La colère fait son apparition parce qu'elle a changé d'avis. Nous avons déjà eu cette conversation. Nous pensons tous les deux qu'un couple ne peut pas se marier sans avoir discuté auparavant des sujets importants comme un enfant. Et elle n'avait pas été si catégorique. Elle m'avait seulement dit : pas maintenant. Mais "pas maintenant" ne signifie pas "jamais" ! Elle ne me répond pas et je sais tout de suite que sa décision est prise. Je ne pourrai pas la faire changer d'avis. Depuis quand te connais-je si peu Prudence ? Et ça fait mal. Des années de bonheur, des années d'une relation difficile avec ses hauts et ses bas, des années d'amour balayées par un simple refus. Nous n'avons pas les mêmes attentes. Nous ne voulons pas la même chose dans le futur.
— Prudence, s'il te plaît. Nous pouvons attendre des années encore. On est jeune et...
— Non Milo ! Je n'en voudrai jamais, c'est si difficile à comprendre ?
— Mais oui putain !
La colère se mêle à la tristesse. J'ai l'impression que je vais exploser. Et elle reste de marbre. J'ai l'impression que ça ne l'atteint pas. J'ai l'impression que ma douleur ne l'ébranle même pas. Tous les jours, je fais des concessions pour elle. Je veux juste qu'elle soit heureuse. J'accepte ses infidélités avec des femmes. Je ferme les yeux quand elle oublie nos rendez-vous, quand elle ne me répond pas au téléphone ou quand elle rentre tard le soir alors qu'elle ne travaillait pas. Je souffre en silence et elle s'en fout. Notre relation s'effondre comme un château de cartes. Ce n'est pas possible.
— Milo...
— Ferme là Prudence !
Dans un élan de colère, mon bras heurte la bibliothèque et les livres finissent par terre. Je les regarde s'écraser au sol et ça fait du bien.

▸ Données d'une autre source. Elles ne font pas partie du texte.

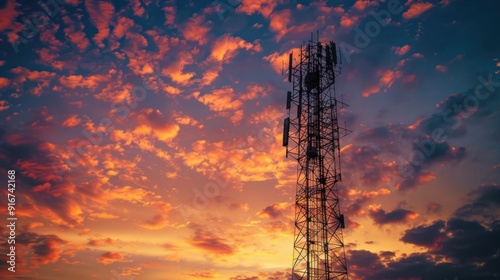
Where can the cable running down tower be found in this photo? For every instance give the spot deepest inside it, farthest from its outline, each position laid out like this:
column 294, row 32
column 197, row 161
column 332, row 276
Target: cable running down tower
column 311, row 136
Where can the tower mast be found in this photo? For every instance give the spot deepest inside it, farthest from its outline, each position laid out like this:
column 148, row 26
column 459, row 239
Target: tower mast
column 311, row 136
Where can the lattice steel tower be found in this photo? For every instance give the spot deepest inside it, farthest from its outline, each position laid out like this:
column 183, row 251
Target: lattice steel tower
column 312, row 137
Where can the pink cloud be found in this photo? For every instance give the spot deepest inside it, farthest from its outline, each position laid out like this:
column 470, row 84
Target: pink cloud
column 401, row 50
column 101, row 13
column 442, row 68
column 416, row 9
column 347, row 21
column 265, row 7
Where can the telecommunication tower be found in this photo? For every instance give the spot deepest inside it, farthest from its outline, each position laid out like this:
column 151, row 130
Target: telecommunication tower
column 311, row 136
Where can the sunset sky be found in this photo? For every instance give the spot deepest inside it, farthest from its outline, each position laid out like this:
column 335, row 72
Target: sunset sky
column 146, row 137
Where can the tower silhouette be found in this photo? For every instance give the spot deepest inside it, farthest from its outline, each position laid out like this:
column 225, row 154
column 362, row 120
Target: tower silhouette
column 311, row 136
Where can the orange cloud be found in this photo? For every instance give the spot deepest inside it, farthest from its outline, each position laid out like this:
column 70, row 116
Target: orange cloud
column 211, row 243
column 175, row 69
column 348, row 22
column 101, row 242
column 276, row 59
column 122, row 26
column 196, row 30
column 416, row 9
column 277, row 210
column 370, row 90
column 155, row 223
column 4, row 82
column 401, row 50
column 111, row 257
column 226, row 48
column 265, row 7
column 71, row 121
column 46, row 248
column 442, row 68
column 361, row 5
column 220, row 100
column 389, row 77
column 280, row 20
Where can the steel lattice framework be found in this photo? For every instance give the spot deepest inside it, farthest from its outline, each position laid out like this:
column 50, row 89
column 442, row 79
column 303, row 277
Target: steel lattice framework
column 312, row 137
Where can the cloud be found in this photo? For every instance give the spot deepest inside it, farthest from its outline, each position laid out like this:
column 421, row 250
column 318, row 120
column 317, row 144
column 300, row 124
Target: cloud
column 45, row 248
column 265, row 7
column 456, row 248
column 401, row 50
column 72, row 121
column 399, row 215
column 211, row 243
column 426, row 235
column 101, row 242
column 196, row 30
column 226, row 47
column 442, row 68
column 9, row 14
column 101, row 13
column 347, row 21
column 276, row 210
column 361, row 5
column 4, row 82
column 416, row 9
column 484, row 204
column 112, row 257
column 157, row 222
column 4, row 105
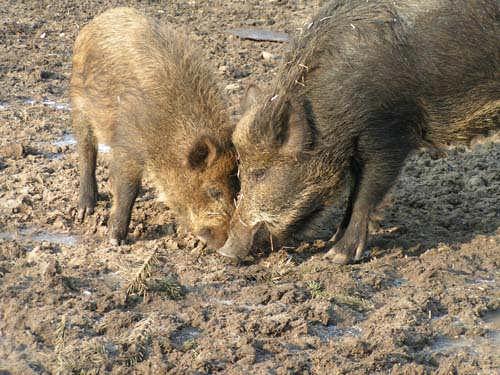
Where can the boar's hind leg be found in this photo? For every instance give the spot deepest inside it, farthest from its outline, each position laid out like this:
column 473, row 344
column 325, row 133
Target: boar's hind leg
column 87, row 154
column 380, row 161
column 125, row 175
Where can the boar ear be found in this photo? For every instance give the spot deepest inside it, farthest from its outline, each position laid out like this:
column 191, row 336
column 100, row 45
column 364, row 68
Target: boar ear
column 250, row 98
column 202, row 154
column 295, row 131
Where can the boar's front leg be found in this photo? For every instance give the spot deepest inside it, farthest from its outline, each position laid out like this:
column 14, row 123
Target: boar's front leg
column 87, row 155
column 380, row 157
column 353, row 193
column 125, row 175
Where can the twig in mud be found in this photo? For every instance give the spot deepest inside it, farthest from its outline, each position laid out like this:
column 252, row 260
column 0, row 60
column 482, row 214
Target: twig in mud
column 168, row 286
column 137, row 342
column 138, row 284
column 317, row 290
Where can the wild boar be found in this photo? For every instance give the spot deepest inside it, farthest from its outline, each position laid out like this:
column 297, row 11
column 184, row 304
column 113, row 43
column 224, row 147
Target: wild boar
column 367, row 83
column 142, row 89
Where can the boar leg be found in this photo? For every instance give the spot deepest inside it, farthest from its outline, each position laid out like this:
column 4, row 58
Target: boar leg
column 87, row 155
column 125, row 175
column 380, row 160
column 353, row 192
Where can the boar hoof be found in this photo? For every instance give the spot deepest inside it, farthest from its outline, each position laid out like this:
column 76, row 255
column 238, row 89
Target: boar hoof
column 116, row 242
column 338, row 258
column 83, row 212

— Après tout ce que je fais pour toi. Merde Prudence, je supporte tes infidélités. C'est moi qui fais tous les efforts dans notre relation. Et j'ai l'impression que tu t'en fous. Tu es là, sans être là. Tu ne t'investis même pas.
— Et tu me soûles ! Ouvre les yeux, ça fait des mois que ça ne va pas. Je me fais chier Prudence.
— Si je te fais tant chier que ça, t'as qu'à aller te consoler ailleurs... Ah mais suis-je bête, tu le fais déjà !
— Et pas qu'avec des filles !
Pardon ?!J'ai juré de ne rien dire sur ses infidélités si elles restaient féminines. Mais j'aurais dû m'en douter. Comment ai-je pu être si aveugle ? Il paraît que l'amour rend aveugle. Ça c'est clair. Je fixe Prudence. Je l'aime. Je la déteste. Et elle me regarde enfin avec des yeux brillants de tristesse. Mais c'est trop tard. Je peux accepter beaucoup de choses venant d'elle, mais pas ça. Je voulais juste rester le seul dans sa vie.
— Je croyais avoir trouvé la femme de ma vie. T'es pas parfaite, ça c'est clair. Mais je pensais pas que t'étais une vraie garce Prudence !
Les larmes coulent sur ses joues et pour une fois, c'est moi qui reste impassible.